The abnormal gene affects the “traffic patterns” or movement of proteins within the cells. Proteins (or enzymes) that are meant to go from one part of the cell to another may be misdirected or fail to be transported.
For example, a granule in which the skin pigment (melanin) is made is interfered with so that the pigment cannot be transported to the appropriate skin cell. Similarly, a defect in the transport within a white blood cell (WBC) renders the cell helpless in killing infective agents like viruses or bacteria and causing the immune problems.
Chromosomes, which are present in the nucleus of human cells, carry the genetic information for each individual. Human body cells normally have 46 chromosomes. Pairs of human chromosomes are numbered from 1 through 22 and the sex chromosomes are designated X and Y. Males have one X and one Y chromosome and females have two X chromosomes. Each chromosome has a short arm designated “p” and a long arm designated “q”. Chromosomes are further sub-divided into many bands that are numbered. For example, “chromosome 1q42.1” refers to band 42.1 on the long arm of chromosome 1. The numbered bands specify the location of the thousands of genes that are present on each chromosome.
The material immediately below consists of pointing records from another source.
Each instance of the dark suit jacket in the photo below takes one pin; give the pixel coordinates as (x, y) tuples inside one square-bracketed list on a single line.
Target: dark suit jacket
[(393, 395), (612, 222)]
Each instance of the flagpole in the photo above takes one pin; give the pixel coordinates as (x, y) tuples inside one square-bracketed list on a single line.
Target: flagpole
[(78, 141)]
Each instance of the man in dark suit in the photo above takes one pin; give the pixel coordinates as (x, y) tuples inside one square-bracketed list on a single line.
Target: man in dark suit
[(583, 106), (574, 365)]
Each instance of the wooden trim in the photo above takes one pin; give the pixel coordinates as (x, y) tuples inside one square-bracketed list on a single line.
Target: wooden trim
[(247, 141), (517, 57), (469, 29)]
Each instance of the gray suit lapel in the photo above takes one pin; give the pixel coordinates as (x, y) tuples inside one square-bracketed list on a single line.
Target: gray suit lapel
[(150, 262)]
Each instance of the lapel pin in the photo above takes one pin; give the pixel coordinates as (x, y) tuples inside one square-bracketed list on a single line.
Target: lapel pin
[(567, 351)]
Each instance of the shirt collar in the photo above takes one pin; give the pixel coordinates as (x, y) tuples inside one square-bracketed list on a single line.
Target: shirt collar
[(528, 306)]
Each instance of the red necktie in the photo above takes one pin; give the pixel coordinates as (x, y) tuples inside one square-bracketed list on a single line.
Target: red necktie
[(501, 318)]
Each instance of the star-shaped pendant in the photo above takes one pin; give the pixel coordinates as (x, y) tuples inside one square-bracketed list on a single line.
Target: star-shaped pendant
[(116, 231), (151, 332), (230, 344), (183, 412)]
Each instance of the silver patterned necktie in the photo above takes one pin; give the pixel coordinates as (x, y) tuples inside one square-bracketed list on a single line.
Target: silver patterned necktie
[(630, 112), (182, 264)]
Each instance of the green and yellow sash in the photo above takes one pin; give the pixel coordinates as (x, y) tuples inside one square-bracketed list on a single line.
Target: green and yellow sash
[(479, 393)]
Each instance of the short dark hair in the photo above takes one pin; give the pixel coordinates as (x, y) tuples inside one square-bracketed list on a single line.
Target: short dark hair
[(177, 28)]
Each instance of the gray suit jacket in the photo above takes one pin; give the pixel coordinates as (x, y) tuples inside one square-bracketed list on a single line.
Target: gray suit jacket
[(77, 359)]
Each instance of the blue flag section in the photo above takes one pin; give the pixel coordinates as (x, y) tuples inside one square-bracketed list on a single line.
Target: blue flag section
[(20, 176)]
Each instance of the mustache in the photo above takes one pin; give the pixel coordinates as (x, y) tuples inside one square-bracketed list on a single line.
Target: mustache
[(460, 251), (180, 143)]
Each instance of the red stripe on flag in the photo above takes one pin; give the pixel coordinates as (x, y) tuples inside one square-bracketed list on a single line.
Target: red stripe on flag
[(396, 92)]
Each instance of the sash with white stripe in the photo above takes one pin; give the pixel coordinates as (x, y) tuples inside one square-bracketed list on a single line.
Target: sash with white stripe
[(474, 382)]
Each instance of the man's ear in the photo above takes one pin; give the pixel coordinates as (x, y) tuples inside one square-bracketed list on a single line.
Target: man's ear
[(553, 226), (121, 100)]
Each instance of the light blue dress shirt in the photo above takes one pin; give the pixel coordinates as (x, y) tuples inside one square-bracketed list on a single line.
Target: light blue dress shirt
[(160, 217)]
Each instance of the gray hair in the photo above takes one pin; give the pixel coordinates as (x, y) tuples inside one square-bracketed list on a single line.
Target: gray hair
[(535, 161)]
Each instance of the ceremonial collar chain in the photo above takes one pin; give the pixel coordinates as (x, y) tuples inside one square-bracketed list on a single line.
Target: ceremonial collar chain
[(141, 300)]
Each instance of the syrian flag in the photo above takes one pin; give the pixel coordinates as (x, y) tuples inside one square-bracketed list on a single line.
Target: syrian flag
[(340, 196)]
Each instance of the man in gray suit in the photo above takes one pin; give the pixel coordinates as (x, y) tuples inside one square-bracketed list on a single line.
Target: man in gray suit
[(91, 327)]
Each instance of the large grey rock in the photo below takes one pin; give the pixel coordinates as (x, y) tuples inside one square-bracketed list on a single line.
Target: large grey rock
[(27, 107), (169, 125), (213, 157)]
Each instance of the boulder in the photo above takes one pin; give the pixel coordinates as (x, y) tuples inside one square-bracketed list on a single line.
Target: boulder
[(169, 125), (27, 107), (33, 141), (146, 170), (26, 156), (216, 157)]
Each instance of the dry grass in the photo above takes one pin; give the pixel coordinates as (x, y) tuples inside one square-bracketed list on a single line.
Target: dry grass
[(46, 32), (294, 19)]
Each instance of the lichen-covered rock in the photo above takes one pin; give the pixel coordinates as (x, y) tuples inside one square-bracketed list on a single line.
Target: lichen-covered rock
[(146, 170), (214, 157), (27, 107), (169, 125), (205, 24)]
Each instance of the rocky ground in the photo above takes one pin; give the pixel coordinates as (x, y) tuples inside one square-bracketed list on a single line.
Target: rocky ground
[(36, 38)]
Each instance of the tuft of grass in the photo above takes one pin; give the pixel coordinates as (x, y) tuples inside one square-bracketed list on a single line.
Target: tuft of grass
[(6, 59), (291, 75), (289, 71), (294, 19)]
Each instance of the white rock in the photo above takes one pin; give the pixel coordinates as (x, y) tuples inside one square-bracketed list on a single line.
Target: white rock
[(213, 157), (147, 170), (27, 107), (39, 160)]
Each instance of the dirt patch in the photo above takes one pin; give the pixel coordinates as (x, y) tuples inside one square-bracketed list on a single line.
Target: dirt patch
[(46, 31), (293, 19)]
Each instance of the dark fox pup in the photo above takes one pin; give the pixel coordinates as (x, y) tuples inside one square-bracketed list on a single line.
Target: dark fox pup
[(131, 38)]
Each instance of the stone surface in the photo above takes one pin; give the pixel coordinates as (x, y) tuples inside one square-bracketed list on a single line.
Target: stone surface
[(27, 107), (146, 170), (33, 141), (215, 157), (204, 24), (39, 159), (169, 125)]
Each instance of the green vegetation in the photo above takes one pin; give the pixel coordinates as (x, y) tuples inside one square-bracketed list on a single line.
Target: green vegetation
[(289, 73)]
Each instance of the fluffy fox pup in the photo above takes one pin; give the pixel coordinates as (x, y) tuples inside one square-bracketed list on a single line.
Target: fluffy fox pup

Genetic diseases are determined by the combination of genes for a particular trait, which are on the chromosomes received from the father and the mother.
Recessive genetic disorders occur when an individual inherits an abnormal gene for the same trait from each parent. If an individual receives one normal gene and one abnormal gene for the disease, the person will be a carrier for the disease, but usually will not show symptoms. The risk for two carrier parents to both pass the defective gene and, therefore, have an affected child is 25% with each pregnancy. The risk to have a child who is a carrier like the parents is 50% with each pregnancy. The chance for a child to receive normal genes from both parents and be genetically normal for that particular trait is 25%. The risk is the same for males and females.
All individuals carry 4-5 abnormal genes. Parents who are close relatives (consanguineous) have a higher chance than unrelated parents to both carry the same abnormal gene, which increases the risk to have children with a recessive genetic disorder.
Chediak-Higashi syndrome is a very rare disorder that affects males and females in equal numbers. It is often obvious at birth or shortly thereafter. There does not appear to be a higher risk for any particular ethnic or racial group. There are less than 500 cases of the disease on record. 85% of affected individuals progress to the accelerated phase.
The diagnosis of CHS is usually made by the presence of ‘giant granules’ in microscopic analysis of white blood cells. ‘Giant inclusion bodies’ can also be seen in the cells that develop into white blood cells (leukocyte precursor cells) in the bone marrow.
Pigment clumping in hair that can be seen under light microscopy is another method for diagnosis that would be done if a blood smear showed enlarged granules.
Management varies depending of the stage of the disease at the time of diagnosis. Ideally, bone marrow transplant should be performed before the patient develops the accelerated phase. Bone marrow transplant corrects the immune and bleeding abnormalities and prevents the development of the accelerated phase. If the accelerated phase occurs, hemophagocytosis must be in remission before a bone marrow transplant can occur. Those patients are given chemotherapy to get the accelerated phase into remission. Bone marrow transplant can occur after the patient is in remission. Before major procedures, a drug to prevent excessive bleeding, DDVAP, can be administered.
Other than these options, treatment of CHS is symptomatic. When bacterial or fungal infections occur, they should be vigorously treated with antibiotic or antifungal drugs. Acute viral infections may be treated with the anti-viral drugs. Platelet transfusions may be necessary if bleeding becomes excessive after injury or surgery.
People with CHS should minimize unprotected sun exposure. When affected individuals are exposed to sunlight, sunglasses and sunscreens applied to the skin can be helpful. Genetic counseling may be of benefit for people with CHS and their families.